1660136400000_roles.ts
1660136460000_users.ts
1660136520000_projects.ts
1660136580000_tasks.ts
1663341780000_project_histories.ts
1663357500000_task_histories.ts
1667134800000_auth_attempts.ts

In addition to the timestamp, you'll notice two naming conventions AdonisJS defines by default.

  1. The file name for migrations is snake cased.

  2. The file name for migrations are plural

Migration Directions

00:41

Since migrations behave like a timeline, there're two different directions we can go.

  1. We can go forward, closer to the present point in time

  2. We can go backward, closer to the project creation

These two directions are represented by two different methods within our migrations.

  • Forward is represented by the up method

  • Backward is represented by the down method

If the up method for a migration hasn't been run, if it's not been applied to our database, the migration's status will be "pending." Once the up method is executed and the migration is applied to our database, the migration will then be marked as "completed" so it won't be run again if we go to run additional migrations later on. If, however, we run the down method on a completed migration, its status will be reset to "pending" so that AdonisJS knows to reapply it the next time it runs our migrations.

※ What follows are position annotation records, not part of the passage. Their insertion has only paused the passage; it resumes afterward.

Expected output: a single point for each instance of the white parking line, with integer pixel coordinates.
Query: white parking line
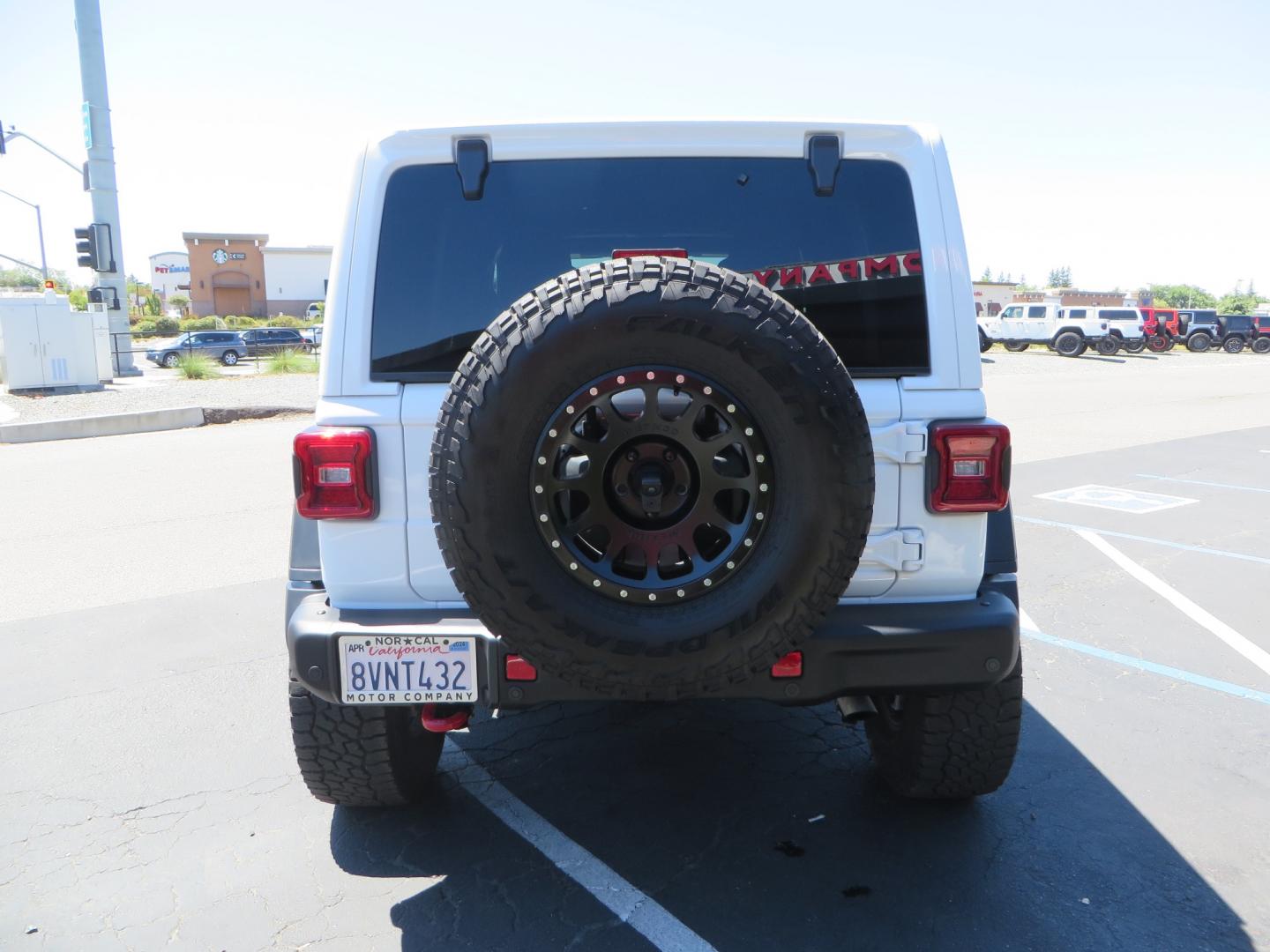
(1169, 544)
(1201, 482)
(624, 900)
(1258, 655)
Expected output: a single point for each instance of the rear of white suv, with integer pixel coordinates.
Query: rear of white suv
(652, 410)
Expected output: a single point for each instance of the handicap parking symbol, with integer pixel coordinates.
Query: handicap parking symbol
(1123, 501)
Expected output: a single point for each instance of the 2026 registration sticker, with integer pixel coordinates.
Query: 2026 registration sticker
(407, 669)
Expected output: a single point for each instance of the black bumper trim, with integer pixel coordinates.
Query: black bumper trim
(859, 649)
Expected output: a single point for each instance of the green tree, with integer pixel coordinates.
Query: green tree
(1180, 296)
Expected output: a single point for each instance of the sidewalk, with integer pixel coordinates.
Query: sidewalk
(161, 389)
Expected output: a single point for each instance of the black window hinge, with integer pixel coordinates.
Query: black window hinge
(823, 156)
(471, 160)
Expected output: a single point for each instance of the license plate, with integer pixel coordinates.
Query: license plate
(407, 669)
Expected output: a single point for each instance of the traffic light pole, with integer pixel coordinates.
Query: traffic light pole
(101, 173)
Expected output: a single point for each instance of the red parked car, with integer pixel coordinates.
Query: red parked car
(1162, 328)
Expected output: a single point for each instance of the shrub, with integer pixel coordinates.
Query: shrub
(197, 367)
(290, 362)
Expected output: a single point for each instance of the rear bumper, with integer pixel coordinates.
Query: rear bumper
(865, 649)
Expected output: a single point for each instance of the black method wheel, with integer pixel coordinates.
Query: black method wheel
(947, 747)
(355, 755)
(638, 513)
(639, 489)
(1070, 344)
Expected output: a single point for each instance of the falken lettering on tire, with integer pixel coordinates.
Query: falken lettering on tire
(672, 317)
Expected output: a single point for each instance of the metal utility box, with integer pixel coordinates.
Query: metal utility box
(46, 346)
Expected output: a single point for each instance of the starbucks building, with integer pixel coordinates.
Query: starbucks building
(227, 273)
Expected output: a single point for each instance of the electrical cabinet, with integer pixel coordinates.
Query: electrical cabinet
(46, 346)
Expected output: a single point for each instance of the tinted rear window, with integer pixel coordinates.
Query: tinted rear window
(850, 260)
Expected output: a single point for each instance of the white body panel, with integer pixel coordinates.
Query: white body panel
(912, 555)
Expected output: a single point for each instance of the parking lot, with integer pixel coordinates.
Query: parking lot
(152, 800)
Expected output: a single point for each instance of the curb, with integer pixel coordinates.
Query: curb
(143, 421)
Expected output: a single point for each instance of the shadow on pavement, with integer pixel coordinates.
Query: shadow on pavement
(706, 807)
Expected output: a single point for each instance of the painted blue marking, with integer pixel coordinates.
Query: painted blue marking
(1185, 547)
(1165, 671)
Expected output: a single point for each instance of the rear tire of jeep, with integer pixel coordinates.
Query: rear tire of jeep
(1070, 344)
(644, 609)
(362, 755)
(947, 747)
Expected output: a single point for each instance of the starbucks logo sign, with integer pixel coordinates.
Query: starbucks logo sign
(220, 256)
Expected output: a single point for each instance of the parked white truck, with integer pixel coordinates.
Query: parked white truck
(652, 412)
(1067, 331)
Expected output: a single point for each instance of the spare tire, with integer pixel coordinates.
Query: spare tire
(652, 478)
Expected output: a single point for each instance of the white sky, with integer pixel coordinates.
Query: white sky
(1128, 140)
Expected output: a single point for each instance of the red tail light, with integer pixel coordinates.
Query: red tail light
(335, 472)
(516, 668)
(968, 467)
(788, 666)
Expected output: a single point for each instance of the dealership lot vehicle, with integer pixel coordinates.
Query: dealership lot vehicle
(1199, 329)
(262, 342)
(1019, 326)
(625, 464)
(224, 346)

So, how do we actually make migrations and run the up and down methods for them? That's where the Ace CLI comes into play!

Migration Ace CLI Commands

01:00

If you run node ace within your terminal, this will list out all of the available commands the Ace CLI currently has registered.

TODO

Let's run through each of the commands here that are applicable to migrations, starting with making a migration.

Making Migrations

02:50

Within the make command category, you'll see listed the command make:migration. This command is one way we can go about creating migrations, we'll discuss another once we learn about Models.

So, for most application's it's pretty typical to need a roles table, so let's go ahead and create a migration to create this table within our database. To do so, we'll run the make:migration command using the Ace CLI, and provide it the name of roles.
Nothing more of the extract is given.